When notified of winning the award, St. Cyr was surprised. “My nominator kept telling me to apply but kept putting it off because I didn’t think I was good enough for it and I didn’t deserve it. I didn’t think I was doing anything spectacular. I was just doing what I do and being myself.”

Based out of Rapid City, SD, First Peoples Fund was founded in 1995 with the intention of supporting and honoring indigenous artists and it is now, the only national Native organization that provides grants to Native artists.

“We looked for what is lacking and needed by artists in the field, in particular in the northern plains region and how to provide access to markets for artists and help them get supplies for their work.

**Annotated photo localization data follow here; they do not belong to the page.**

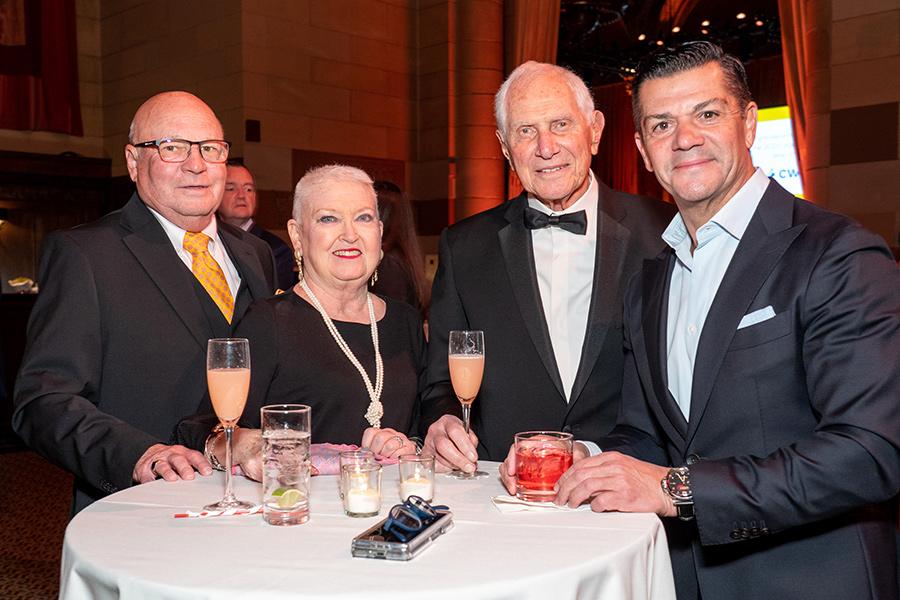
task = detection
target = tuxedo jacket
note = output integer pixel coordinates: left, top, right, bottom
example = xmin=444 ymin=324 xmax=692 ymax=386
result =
xmin=605 ymin=180 xmax=900 ymax=600
xmin=13 ymin=194 xmax=276 ymax=513
xmin=248 ymin=222 xmax=295 ymax=291
xmin=421 ymin=184 xmax=675 ymax=460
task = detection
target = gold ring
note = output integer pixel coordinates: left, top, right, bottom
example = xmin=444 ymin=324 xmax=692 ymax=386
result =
xmin=150 ymin=459 xmax=161 ymax=477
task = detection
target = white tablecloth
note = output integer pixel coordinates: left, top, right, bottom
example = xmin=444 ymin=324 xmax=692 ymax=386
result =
xmin=61 ymin=462 xmax=675 ymax=600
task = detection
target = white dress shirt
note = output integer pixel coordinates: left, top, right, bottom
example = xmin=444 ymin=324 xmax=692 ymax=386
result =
xmin=664 ymin=168 xmax=770 ymax=419
xmin=527 ymin=172 xmax=598 ymax=401
xmin=147 ymin=207 xmax=242 ymax=298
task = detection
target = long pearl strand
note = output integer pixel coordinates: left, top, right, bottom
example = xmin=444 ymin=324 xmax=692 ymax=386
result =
xmin=299 ymin=280 xmax=384 ymax=428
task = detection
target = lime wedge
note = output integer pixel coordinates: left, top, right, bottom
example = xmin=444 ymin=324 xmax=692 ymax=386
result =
xmin=272 ymin=487 xmax=303 ymax=509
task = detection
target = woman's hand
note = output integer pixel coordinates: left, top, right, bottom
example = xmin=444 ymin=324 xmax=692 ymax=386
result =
xmin=361 ymin=427 xmax=418 ymax=459
xmin=211 ymin=428 xmax=264 ymax=482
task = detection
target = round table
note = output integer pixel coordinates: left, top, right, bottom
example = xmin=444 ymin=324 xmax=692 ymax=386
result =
xmin=61 ymin=462 xmax=676 ymax=600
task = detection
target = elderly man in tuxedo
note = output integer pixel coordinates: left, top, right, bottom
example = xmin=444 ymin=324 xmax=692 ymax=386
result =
xmin=420 ymin=61 xmax=674 ymax=472
xmin=550 ymin=42 xmax=900 ymax=599
xmin=13 ymin=92 xmax=276 ymax=514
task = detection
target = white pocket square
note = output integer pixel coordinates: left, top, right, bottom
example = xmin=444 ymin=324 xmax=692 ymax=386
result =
xmin=738 ymin=305 xmax=776 ymax=329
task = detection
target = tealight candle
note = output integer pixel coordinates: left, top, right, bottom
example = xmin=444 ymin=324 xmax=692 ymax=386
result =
xmin=400 ymin=476 xmax=434 ymax=502
xmin=341 ymin=463 xmax=382 ymax=517
xmin=398 ymin=454 xmax=436 ymax=502
xmin=346 ymin=488 xmax=381 ymax=515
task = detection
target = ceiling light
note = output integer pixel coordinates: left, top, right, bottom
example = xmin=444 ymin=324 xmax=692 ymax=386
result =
xmin=736 ymin=12 xmax=747 ymax=19
xmin=656 ymin=40 xmax=664 ymax=46
xmin=672 ymin=26 xmax=680 ymax=33
xmin=701 ymin=20 xmax=710 ymax=27
xmin=701 ymin=29 xmax=709 ymax=35
xmin=638 ymin=33 xmax=646 ymax=41
xmin=755 ymin=19 xmax=764 ymax=26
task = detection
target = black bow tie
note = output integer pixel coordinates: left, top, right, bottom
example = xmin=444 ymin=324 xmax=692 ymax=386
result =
xmin=523 ymin=206 xmax=588 ymax=235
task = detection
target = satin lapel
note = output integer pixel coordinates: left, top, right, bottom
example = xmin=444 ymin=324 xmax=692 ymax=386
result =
xmin=119 ymin=195 xmax=212 ymax=350
xmin=685 ymin=184 xmax=805 ymax=444
xmin=642 ymin=251 xmax=689 ymax=439
xmin=567 ymin=188 xmax=629 ymax=407
xmin=498 ymin=195 xmax=566 ymax=399
xmin=219 ymin=225 xmax=271 ymax=315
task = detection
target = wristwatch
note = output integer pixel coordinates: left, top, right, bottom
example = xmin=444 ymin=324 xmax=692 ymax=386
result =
xmin=661 ymin=466 xmax=694 ymax=521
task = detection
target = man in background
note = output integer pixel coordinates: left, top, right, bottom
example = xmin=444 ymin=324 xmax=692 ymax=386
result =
xmin=218 ymin=163 xmax=295 ymax=290
xmin=13 ymin=92 xmax=277 ymax=513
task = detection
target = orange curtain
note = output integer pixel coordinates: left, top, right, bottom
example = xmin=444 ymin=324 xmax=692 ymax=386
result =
xmin=503 ymin=0 xmax=560 ymax=199
xmin=0 ymin=0 xmax=82 ymax=135
xmin=777 ymin=0 xmax=810 ymax=192
xmin=592 ymin=82 xmax=665 ymax=200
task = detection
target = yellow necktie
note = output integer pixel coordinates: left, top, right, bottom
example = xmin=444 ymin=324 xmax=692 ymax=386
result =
xmin=182 ymin=231 xmax=234 ymax=323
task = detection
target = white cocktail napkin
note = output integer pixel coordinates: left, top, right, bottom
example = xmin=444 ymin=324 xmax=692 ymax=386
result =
xmin=491 ymin=495 xmax=590 ymax=513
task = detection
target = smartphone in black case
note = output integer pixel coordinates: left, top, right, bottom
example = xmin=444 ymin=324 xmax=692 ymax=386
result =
xmin=350 ymin=511 xmax=453 ymax=560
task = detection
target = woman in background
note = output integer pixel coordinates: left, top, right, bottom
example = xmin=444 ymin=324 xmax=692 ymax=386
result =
xmin=371 ymin=180 xmax=430 ymax=318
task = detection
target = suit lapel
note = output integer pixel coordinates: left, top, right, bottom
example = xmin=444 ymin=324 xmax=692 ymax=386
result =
xmin=219 ymin=222 xmax=271 ymax=319
xmin=568 ymin=184 xmax=629 ymax=406
xmin=685 ymin=182 xmax=805 ymax=444
xmin=642 ymin=251 xmax=689 ymax=439
xmin=498 ymin=194 xmax=566 ymax=400
xmin=119 ymin=194 xmax=212 ymax=350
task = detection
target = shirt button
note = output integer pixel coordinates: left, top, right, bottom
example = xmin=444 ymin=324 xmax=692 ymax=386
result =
xmin=688 ymin=325 xmax=697 ymax=334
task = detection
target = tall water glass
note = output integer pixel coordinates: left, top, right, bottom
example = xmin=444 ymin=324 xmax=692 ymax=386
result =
xmin=261 ymin=404 xmax=312 ymax=526
xmin=204 ymin=338 xmax=253 ymax=511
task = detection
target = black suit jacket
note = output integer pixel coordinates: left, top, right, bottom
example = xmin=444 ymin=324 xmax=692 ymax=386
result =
xmin=421 ymin=183 xmax=675 ymax=459
xmin=249 ymin=221 xmax=295 ymax=291
xmin=605 ymin=180 xmax=900 ymax=600
xmin=12 ymin=194 xmax=276 ymax=513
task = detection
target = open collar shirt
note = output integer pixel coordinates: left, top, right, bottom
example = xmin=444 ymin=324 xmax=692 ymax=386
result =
xmin=663 ymin=167 xmax=769 ymax=419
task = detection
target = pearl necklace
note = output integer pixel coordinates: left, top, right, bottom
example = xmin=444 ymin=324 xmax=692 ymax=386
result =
xmin=300 ymin=280 xmax=384 ymax=428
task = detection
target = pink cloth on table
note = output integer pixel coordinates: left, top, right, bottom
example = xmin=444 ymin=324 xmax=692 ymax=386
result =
xmin=310 ymin=443 xmax=399 ymax=476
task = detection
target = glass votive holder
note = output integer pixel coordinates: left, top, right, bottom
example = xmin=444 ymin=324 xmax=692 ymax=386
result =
xmin=338 ymin=450 xmax=375 ymax=499
xmin=341 ymin=463 xmax=382 ymax=517
xmin=398 ymin=454 xmax=435 ymax=502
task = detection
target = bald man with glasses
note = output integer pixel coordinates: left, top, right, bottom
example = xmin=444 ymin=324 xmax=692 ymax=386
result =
xmin=13 ymin=91 xmax=277 ymax=514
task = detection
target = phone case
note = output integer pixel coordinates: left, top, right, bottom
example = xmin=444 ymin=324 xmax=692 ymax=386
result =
xmin=350 ymin=511 xmax=454 ymax=560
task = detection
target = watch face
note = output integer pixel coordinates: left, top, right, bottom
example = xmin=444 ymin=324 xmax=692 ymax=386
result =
xmin=667 ymin=469 xmax=692 ymax=500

Particularly, emerging artists interested in promoting work from reservations,” Lori Pourier, President of First People’s Fund, said of the founding of the organization.

In addition to the Community Spirit award, First Peoples Fund created the Artists in Business leadership grant and the Cultural Capitol program that is available to previous Community Spirit Awards recipients. The Cultural Capitol program further helps artists in distributing and sharing their work through local networks around their communities. The Business leadership award helps those entrepreneurial artists with small business ventures.  

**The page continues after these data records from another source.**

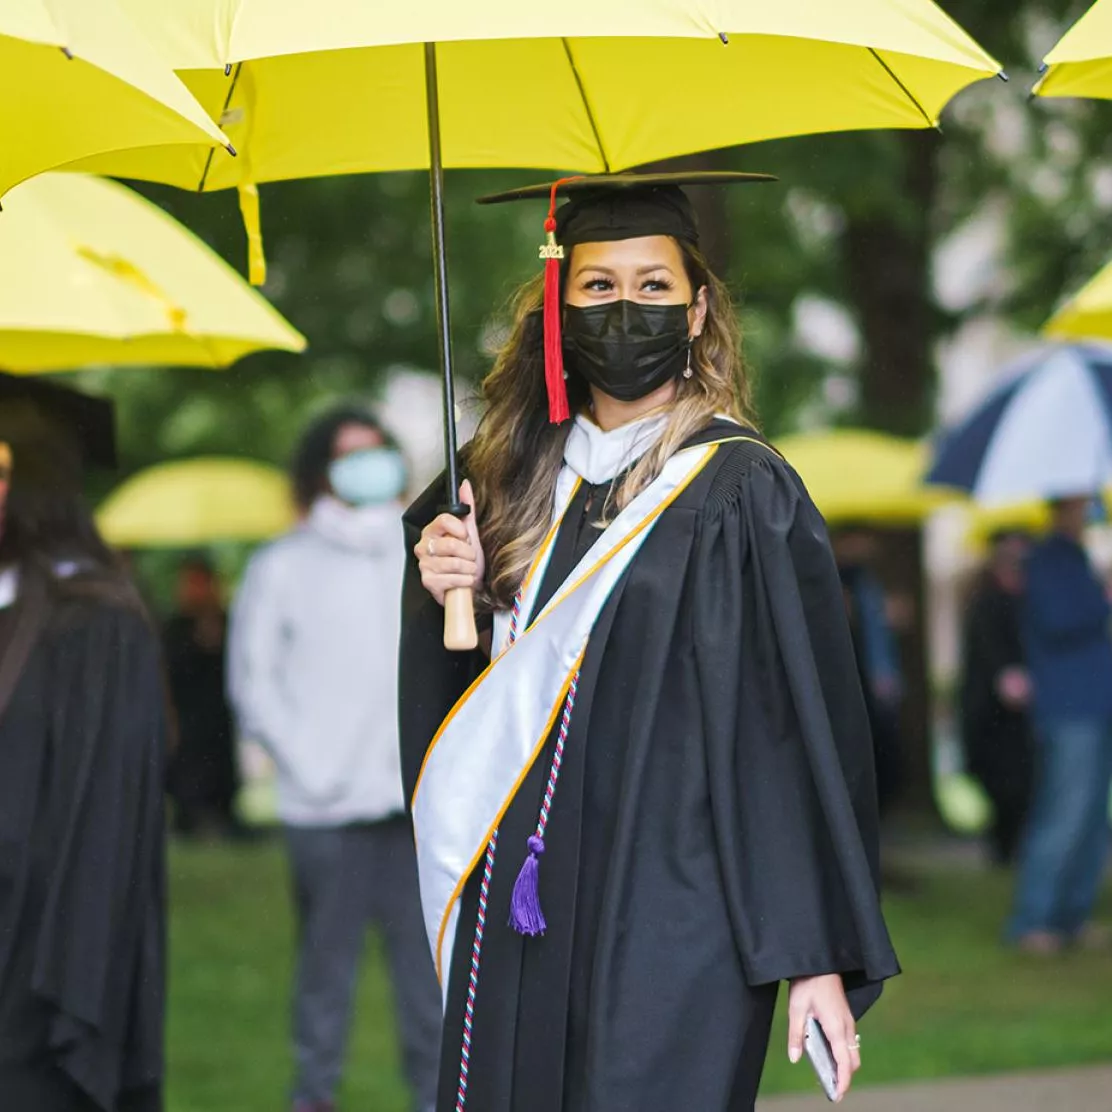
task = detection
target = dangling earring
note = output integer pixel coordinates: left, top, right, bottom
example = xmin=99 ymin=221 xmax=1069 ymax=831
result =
xmin=682 ymin=342 xmax=694 ymax=380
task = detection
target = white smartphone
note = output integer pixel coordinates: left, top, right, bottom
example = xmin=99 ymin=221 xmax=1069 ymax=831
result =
xmin=804 ymin=1016 xmax=839 ymax=1102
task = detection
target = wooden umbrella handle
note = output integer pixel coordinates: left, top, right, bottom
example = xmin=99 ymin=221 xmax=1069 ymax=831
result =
xmin=444 ymin=586 xmax=478 ymax=651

“It was Jennifer Easton’s vision that it would be run by Native Americans to support individuals primarily in arts and culture. We wanted to honor those tradition bearers who teach and share their work with their community” Pourier said.

According to Pourier, First People’s Fund has recognized about 52 individuals for their work so far. Each year there are between 75 and 100 nominations. There is a national selection committee composed of Native American artists, art administrators, and other involved in the arts, and is only given to five or six artists each year. “The community spirit is at the heart of everything we do,” Pourier commented.

“When you see an organization start from nothing come to a total reality it’s breathtaking and that night it came to reality for me,” Elouise Cobell (Blackfeet) said, who received the Spirit of Generosity award for her work with First People’s Fund.

Cobell was a part of the original team of people that began the groundwork for what would become First People’s Fund. But once Cobell began her lawsuit about the government’s mismanagement of Indian trust funds, she had to leave the board but remained an advisor to the organization.

“I missed it, I really missed it. It was one of my true loves,” Cobell said.

“Community spirit is not just about the art but more about sustaining and uplifting our cultural values, giving back to our communities and supporting our youth and elders. First People’s Fund wanted to recognize those “unsung heroes,” Pourier said, “but someday we hope that tribes will do it themselves.”